PTSD is the acronym for post-traumatic stress disorder.
Overview of PTSD
Post-traumatic stress disorder (PTSD) is a severe anxiety disorder that is brought on by exposure to extreme physical harm or danger. Near-death experiences, torture or extreme bodily harm, disaster, physical or sexual assault, or psychological damage and affliction can all lead to PTSD. People who directly lived through or were witnesses to such events can develop the disorder.
PTSD is most commonly associated with war combat, although similar diagnoses have emerged from industrial/occupational accidents and events of such traumatic psychological/physical intensity as that of survivors of Nazi concentration camps. Prior to its modern taxonomy, PTSD has also been classified as “railroad spine syndrome,” “exhausted heart,” “irritable heart syndrome,” “neurocirculatory asthenia,” “shell shock,” “war neuroses,” “physioneurosis,” “gross stress reaction,” or “battle fatigue.”
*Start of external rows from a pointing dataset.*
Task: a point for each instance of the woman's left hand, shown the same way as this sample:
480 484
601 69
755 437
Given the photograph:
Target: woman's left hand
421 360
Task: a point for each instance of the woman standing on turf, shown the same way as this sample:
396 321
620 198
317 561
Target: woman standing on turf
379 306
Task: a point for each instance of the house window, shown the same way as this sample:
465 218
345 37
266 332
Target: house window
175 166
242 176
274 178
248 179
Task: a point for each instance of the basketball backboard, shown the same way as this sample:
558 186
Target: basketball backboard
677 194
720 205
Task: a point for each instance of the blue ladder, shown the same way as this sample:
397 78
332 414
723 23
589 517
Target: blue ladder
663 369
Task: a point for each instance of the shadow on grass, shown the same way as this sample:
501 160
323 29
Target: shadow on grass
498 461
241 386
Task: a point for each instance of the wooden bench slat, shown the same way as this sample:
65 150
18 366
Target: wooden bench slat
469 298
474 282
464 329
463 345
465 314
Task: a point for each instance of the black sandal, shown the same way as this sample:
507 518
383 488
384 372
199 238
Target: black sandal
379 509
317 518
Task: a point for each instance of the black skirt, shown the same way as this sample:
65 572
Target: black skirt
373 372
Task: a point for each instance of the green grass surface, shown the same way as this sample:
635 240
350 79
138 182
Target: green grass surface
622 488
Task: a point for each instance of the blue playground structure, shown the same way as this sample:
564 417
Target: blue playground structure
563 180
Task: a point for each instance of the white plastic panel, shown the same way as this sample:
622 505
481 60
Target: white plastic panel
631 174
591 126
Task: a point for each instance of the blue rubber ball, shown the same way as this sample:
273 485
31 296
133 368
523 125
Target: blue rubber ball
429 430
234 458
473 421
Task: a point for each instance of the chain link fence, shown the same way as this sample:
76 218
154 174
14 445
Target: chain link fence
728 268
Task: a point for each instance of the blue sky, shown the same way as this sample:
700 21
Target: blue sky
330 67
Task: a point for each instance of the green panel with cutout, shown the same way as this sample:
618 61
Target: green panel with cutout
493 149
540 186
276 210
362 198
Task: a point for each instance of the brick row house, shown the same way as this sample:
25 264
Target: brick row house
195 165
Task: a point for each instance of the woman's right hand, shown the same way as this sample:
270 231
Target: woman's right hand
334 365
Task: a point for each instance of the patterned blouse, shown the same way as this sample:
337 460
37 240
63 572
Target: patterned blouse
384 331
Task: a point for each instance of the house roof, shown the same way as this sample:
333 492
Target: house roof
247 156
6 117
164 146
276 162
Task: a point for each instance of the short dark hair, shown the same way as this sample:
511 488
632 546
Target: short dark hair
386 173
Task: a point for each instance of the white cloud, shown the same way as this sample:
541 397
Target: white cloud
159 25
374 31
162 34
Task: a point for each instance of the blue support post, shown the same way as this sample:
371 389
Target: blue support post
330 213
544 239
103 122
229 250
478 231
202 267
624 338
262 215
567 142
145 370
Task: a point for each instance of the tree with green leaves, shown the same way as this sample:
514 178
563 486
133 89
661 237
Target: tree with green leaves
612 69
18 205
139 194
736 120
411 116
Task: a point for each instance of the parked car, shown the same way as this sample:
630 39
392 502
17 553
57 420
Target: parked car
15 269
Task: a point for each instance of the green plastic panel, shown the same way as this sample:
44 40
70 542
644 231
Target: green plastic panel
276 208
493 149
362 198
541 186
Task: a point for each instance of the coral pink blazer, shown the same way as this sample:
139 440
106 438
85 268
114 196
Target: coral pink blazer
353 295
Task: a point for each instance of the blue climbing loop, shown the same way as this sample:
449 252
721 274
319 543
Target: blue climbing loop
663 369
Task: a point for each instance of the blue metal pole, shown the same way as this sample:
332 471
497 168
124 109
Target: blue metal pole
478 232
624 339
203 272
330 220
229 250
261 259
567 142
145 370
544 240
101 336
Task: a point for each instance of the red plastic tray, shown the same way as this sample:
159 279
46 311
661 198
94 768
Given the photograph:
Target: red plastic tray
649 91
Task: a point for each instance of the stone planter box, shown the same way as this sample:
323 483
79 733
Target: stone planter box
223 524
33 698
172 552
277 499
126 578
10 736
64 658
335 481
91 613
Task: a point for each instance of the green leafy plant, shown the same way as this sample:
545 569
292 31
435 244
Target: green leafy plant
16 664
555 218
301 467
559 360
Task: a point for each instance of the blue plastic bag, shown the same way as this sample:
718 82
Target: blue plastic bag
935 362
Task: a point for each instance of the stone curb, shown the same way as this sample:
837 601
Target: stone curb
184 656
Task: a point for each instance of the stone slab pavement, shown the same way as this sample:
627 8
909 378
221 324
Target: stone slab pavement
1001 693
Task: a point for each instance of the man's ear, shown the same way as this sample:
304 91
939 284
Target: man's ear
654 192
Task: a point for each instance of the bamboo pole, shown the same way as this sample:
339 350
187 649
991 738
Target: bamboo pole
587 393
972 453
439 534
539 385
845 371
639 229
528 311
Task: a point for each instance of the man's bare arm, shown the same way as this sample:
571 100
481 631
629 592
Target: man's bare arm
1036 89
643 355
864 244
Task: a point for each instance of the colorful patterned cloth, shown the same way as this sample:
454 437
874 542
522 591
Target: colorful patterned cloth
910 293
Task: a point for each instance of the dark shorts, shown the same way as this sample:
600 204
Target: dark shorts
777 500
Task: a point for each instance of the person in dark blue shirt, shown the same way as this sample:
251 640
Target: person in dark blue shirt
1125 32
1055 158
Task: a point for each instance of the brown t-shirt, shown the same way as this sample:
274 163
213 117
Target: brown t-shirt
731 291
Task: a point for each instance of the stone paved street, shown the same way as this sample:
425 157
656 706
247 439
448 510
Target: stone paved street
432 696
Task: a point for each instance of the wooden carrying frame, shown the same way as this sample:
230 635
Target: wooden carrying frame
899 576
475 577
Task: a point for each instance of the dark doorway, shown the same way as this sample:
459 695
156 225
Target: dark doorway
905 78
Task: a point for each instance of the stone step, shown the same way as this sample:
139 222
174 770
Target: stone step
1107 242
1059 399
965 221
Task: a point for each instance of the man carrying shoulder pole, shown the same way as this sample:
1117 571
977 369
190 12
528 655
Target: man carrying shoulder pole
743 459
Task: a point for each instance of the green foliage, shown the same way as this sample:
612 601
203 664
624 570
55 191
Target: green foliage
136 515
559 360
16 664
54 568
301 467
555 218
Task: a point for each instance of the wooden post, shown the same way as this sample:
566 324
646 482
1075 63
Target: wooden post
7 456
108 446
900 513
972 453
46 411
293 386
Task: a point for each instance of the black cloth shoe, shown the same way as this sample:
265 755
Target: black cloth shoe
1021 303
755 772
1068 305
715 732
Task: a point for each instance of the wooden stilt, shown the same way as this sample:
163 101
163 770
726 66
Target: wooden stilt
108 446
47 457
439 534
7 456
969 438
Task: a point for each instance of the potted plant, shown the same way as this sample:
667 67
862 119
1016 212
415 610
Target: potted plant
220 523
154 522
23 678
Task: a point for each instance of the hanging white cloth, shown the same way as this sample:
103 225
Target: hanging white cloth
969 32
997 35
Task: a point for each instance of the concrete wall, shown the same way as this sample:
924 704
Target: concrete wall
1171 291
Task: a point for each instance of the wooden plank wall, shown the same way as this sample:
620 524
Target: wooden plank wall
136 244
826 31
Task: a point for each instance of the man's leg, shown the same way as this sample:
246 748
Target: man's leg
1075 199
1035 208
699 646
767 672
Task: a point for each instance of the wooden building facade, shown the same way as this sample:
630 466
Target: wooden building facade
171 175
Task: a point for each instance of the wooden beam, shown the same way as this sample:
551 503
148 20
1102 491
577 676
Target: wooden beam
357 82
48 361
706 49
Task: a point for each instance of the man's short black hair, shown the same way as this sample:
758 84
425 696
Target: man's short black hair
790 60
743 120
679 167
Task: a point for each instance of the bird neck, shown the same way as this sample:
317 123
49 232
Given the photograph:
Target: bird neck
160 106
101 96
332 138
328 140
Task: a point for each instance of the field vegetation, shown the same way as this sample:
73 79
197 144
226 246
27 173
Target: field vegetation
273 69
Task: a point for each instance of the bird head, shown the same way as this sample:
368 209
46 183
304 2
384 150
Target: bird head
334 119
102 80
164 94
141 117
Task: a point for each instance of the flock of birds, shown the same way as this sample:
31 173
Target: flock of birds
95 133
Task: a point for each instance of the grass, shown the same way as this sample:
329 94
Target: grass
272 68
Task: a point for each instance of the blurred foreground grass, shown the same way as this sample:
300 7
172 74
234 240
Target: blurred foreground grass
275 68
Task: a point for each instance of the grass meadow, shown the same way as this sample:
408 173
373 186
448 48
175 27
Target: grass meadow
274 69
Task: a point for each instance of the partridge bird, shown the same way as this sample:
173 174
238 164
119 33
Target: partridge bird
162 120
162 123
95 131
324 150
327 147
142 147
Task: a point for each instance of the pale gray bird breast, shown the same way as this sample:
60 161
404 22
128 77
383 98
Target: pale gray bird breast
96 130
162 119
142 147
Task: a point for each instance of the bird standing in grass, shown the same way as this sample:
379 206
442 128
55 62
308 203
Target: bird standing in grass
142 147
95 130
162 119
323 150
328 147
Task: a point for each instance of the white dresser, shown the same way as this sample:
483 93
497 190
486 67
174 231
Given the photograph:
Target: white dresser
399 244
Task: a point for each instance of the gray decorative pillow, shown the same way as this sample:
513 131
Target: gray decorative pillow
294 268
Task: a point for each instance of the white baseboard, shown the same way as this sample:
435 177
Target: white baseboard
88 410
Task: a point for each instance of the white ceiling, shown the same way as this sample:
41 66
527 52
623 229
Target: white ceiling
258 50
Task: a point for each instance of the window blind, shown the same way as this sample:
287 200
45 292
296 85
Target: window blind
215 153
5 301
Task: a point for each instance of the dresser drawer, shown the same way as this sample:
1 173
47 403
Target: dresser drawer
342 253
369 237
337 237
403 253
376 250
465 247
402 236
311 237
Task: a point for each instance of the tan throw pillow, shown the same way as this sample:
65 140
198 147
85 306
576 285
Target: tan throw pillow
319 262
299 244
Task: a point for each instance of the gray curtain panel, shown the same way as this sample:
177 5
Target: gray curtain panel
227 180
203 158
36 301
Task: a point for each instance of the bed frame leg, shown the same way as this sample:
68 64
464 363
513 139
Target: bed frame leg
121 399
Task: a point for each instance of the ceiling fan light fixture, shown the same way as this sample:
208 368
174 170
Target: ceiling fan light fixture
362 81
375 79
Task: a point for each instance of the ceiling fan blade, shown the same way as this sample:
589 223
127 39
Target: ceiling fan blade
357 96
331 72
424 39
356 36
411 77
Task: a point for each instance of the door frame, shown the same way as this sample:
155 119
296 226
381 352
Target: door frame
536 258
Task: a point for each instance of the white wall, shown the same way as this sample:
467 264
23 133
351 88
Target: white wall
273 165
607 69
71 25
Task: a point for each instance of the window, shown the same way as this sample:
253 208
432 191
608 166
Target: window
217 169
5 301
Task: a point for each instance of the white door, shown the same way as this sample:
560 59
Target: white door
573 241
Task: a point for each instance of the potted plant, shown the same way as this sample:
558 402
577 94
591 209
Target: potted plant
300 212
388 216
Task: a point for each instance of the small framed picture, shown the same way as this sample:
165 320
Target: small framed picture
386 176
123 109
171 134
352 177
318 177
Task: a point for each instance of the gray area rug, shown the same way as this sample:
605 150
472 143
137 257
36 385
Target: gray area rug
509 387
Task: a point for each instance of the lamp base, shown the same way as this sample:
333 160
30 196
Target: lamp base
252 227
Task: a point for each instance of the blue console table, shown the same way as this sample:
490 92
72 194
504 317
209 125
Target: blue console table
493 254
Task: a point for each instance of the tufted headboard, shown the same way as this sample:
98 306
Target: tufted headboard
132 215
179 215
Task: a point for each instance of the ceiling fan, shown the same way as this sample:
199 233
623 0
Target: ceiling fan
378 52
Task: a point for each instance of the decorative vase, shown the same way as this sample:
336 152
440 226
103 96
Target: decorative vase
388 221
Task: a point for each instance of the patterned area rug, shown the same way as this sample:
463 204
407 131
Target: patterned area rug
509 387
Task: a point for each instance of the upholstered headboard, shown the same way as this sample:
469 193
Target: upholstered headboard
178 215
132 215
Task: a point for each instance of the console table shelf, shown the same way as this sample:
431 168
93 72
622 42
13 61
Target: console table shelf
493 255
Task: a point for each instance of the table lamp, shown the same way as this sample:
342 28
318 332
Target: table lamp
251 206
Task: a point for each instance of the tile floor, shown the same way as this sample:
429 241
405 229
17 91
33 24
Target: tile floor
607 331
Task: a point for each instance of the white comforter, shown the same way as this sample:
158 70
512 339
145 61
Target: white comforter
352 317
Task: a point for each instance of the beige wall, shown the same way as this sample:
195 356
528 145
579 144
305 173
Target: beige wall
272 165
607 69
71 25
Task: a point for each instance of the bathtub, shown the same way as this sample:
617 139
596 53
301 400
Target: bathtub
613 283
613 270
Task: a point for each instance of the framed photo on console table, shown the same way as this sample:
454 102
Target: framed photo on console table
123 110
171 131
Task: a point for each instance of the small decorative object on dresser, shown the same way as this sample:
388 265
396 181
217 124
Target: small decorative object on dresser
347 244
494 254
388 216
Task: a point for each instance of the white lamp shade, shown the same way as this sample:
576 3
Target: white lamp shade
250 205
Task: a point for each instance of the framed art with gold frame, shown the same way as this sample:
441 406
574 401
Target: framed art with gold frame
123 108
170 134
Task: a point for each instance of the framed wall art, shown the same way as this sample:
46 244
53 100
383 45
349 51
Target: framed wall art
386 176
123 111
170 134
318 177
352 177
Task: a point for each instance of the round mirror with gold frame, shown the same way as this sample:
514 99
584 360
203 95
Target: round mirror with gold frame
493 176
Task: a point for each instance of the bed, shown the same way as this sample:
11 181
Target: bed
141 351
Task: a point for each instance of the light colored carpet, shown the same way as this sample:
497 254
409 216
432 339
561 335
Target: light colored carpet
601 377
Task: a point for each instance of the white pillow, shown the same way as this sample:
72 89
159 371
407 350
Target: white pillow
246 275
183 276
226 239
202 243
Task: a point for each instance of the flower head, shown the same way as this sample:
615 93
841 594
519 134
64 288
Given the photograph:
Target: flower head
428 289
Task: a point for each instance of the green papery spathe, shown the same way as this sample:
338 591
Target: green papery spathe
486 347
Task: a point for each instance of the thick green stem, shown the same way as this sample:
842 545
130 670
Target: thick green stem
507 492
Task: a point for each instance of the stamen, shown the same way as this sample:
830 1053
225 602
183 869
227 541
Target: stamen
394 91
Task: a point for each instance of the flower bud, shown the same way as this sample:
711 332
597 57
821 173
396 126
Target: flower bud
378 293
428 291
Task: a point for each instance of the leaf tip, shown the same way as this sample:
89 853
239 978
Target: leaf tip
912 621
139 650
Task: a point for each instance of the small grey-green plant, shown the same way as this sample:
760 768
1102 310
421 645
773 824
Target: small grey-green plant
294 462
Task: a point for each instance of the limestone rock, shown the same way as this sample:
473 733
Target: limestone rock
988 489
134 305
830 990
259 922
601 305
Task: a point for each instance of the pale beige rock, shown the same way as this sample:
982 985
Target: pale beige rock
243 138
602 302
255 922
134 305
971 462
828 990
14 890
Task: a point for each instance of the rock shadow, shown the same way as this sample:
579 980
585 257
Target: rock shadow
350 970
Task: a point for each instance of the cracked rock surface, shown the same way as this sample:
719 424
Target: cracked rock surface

Symptoms include reliving the trauma through flashbacks or nightmares, disturbing thoughts, somatization (complaints of physical symptoms that have no identifiable physical origin), increased startle, increased arousal, exaggerated stress responses when reminded of the severe trauma, avoidance of the triggering stimulus or associations of it, despondency, depression, memory loss, insomnia, and anger outbursts. If these symptoms occur for only a few weeks, the condition is known as acute stress disorder (ASD), which is a similar disorder but isn’t as chronic as PTSD, since PTSD remains with the afflicted individual for long (even ongoing) periods of time due to constant emotional stress.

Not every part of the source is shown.